Hier ist das Sozialgericht Cottbus davon überzeugt, dass der Kläger mit seiner einjährig befristeten Beschäftigung vom 17.03.2008 bis zum 28.02.2009 auf eine zumal mit Mitteln aus dem Regionalbudget des Landkreises sowie des Europäischen Sozialfonds subventionierten Arbeitsplatz als "Touristikassistent" keinen Dauerarbeitsplatz inne hatte, ganz abgesehen davon, dass nicht ersichtlich ist, dass es sich dabei um den Schlusspunkt eines Verfahrens(gesamt)plans handelte; überhaupt ist noch nicht einmal ein Verfahrens(gesamt)plan überhaupt dokumentiert. Nach Überzeugung des Sozialgerichts Cottbus verkennt die hiesige Beklagte, dass es sich beim Verfahren zur beruflichen Rehabilitation bzw. Teilhabe am Arbeitsleben um ein einheitliches, über z. B. die Absolvierung einer singulären Umschulungsmaßnahme hinausgehendes Verfahren handelt, das entsprechend der bereits erwähnten Maßgaben erst mit Aufnahme einer Erwerbstätigkeit auf einen Dauerarbeitsplatz entsprechend einem Verfahrens(gesamt)plan endet. Wie ausgeführt, ist keine der beiden – kumulativ erforderlichen – Voraussetzungen erfüllt. Die Tätigkeiten vom 06.04.2009 bis zum 05.04.2010 und vom 06.04.2010 bis zum 05.01.2011 geben keinen Anlass zu einer abweichenden Beurteilung.

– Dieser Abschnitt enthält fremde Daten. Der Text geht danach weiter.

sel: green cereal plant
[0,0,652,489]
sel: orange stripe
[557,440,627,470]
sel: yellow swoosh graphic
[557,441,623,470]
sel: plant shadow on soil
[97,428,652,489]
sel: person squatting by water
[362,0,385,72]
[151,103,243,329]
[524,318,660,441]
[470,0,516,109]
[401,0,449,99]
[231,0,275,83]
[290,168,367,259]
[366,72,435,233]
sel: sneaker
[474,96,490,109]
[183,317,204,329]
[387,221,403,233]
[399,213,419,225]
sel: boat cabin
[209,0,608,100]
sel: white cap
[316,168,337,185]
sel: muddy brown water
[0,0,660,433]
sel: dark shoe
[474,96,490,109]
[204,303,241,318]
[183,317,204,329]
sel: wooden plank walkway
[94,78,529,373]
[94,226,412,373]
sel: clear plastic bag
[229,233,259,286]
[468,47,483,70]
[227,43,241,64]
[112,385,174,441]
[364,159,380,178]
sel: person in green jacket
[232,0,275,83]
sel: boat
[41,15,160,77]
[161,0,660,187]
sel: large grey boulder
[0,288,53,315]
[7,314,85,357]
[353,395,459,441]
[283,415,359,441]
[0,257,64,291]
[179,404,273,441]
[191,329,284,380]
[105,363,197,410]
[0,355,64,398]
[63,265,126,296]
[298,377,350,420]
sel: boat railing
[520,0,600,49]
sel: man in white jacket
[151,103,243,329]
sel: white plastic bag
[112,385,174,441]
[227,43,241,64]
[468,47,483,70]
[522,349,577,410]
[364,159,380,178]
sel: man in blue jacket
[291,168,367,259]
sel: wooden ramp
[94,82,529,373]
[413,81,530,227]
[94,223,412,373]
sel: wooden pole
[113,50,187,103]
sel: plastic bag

Soweit die Beklagte sich darauf beruft, mit Überleitung das SGB II sei die Leistungs- und Integrationsverantwortung im Rahmen der Teilhabe am Arbeitsleben durch die damalige ARGE LDS übernommen worden, konnte dem das Sozialgericht Cottbus gleichfalls nicht folgen. Nach der bereits erwähnten ständigen Rechtsprechung des Bundessozialgerichts ist ohne Sonderregelung während des laufenden – einheitlichen – Verfahrens zur beruflichen Rehabilitation bzw. Teilhabe am Arbeitsleben ein Wechsel des Leistungsträgers (im Außenverhältnis) ausgeschlossen. Eine dem zuwiderlaufende (Sonder-) Regelung ist weder im SGB III noch im SGB II enthalten. Sie konnte von der Beklagten auch nicht benannt werden.

Nach alledem war der Klage stattzugeben.

IV. Die Kostenentscheidung beruht auf § 193 Abs. 1 SGG und berücksichtigt das Resultat der Rechtsverfolgung.